FOXBORO, Mass. — Jacoby Brissett is a realistic guy. He knows full well he is entering his second NFL season as the low man on the New England Patriots’ quarterback totem pole behind Tom Brady and Jimmy Garoppolo.
“I mean, that’s kind of obvious,” Brissett said Tuesday after Day 1 of mandatory minicamp. “(Garoppolo) has been here four years. I’ve been here two years. Tom’s been here 18. There’s definitely a gap, but it’s no excuse.”
No excuse for giving anything less than 100 percent effort, he means. Though it’ll likely take another cocktail of injuries and/or suspensions for him to see the field this season, Brissett is determined to close the still-sizable gap between himself and the two QBs above him.
“Most definitely,” the 24-year-old said. “That’s what makes our competition so healthy and so real. Everyone’s competing with each other. Even Tom, who’s been here longer than us, he’s competing against us. We’re competing against him, and Jimmy and I are competing against each other. It’s just fun to be in that room.”
Had this spring played out differently, Brissett might have entered offseason workouts as New England’s No. 2 signal-caller. Garoppolo’s name constantly was mentioned in trade rumors ahead of the 2017 NFL Draft, with several teams reportedly trying to pry perhaps the NFL’s best backup QB out of coach Bill Belichick’s grasp.
Ultimately, the Patriots chose not to move Garoppolo, keeping their three-quarterback depth chart intact for at least another summer.
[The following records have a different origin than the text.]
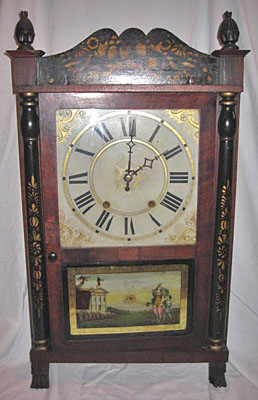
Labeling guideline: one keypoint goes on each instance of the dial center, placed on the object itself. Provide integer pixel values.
(128, 192)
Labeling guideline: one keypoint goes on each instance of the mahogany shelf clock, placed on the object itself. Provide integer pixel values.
(128, 163)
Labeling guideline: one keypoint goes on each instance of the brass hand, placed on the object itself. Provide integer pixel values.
(128, 178)
(148, 162)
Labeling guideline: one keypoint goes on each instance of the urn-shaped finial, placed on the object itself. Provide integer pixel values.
(24, 32)
(228, 32)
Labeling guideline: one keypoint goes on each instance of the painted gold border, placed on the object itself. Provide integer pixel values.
(184, 268)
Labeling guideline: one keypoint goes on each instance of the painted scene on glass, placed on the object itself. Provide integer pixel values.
(129, 299)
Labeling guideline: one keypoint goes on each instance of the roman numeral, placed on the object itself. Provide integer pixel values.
(171, 201)
(104, 221)
(172, 152)
(154, 220)
(178, 177)
(103, 133)
(85, 199)
(154, 133)
(78, 178)
(86, 152)
(128, 226)
(131, 128)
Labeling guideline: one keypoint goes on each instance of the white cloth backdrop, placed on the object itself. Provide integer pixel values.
(59, 25)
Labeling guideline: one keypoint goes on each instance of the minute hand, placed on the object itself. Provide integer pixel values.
(148, 163)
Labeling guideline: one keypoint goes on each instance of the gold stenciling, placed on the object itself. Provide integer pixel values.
(100, 297)
(35, 249)
(185, 115)
(189, 233)
(64, 119)
(223, 245)
(69, 232)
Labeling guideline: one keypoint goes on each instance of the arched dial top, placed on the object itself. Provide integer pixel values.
(126, 177)
(130, 58)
Asked for his take on the situation, Brissett said he tuned out the rumor mill and focused only on improving his own game.
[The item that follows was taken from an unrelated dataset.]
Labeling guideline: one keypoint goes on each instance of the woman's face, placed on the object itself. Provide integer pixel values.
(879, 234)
“I think I’m working my tail off to get better each day,” Brissett said. “I hope I’m out here getting better. I’m working my tail off to do that. I’ve been given the opportunity to go out there and have the opportunity to get better, so I’m just trying to make the most of that opportunity.”
This offseason will be critical in Brissett’s development as an NFL quarterback. Belichick often has spoken about the leaps forward players can take in their second pro season — a point he reiterated Tuesday in his pre-practice news conference.
“Like Bill said, Year 2 is one of the biggest years for a jump in the development of a player, so I think that’s the main focus,” Brissett said. “With a year under my belt in the offense, just constantly getting better at that, learning that and taking ownership of my mistakes now. My first year, I didn’t really know what my mistakes were. But now (it’s about) understanding what they are and correcting them so they don’t happen again. …
“I didn’t know what I was doing (last summer). Hopefully, I do now.”
Brissett appeared in three games as a rookie, completing 34 of 55 passes for 400 yards and carrying the ball 16 times for 83 yards and one touchdown.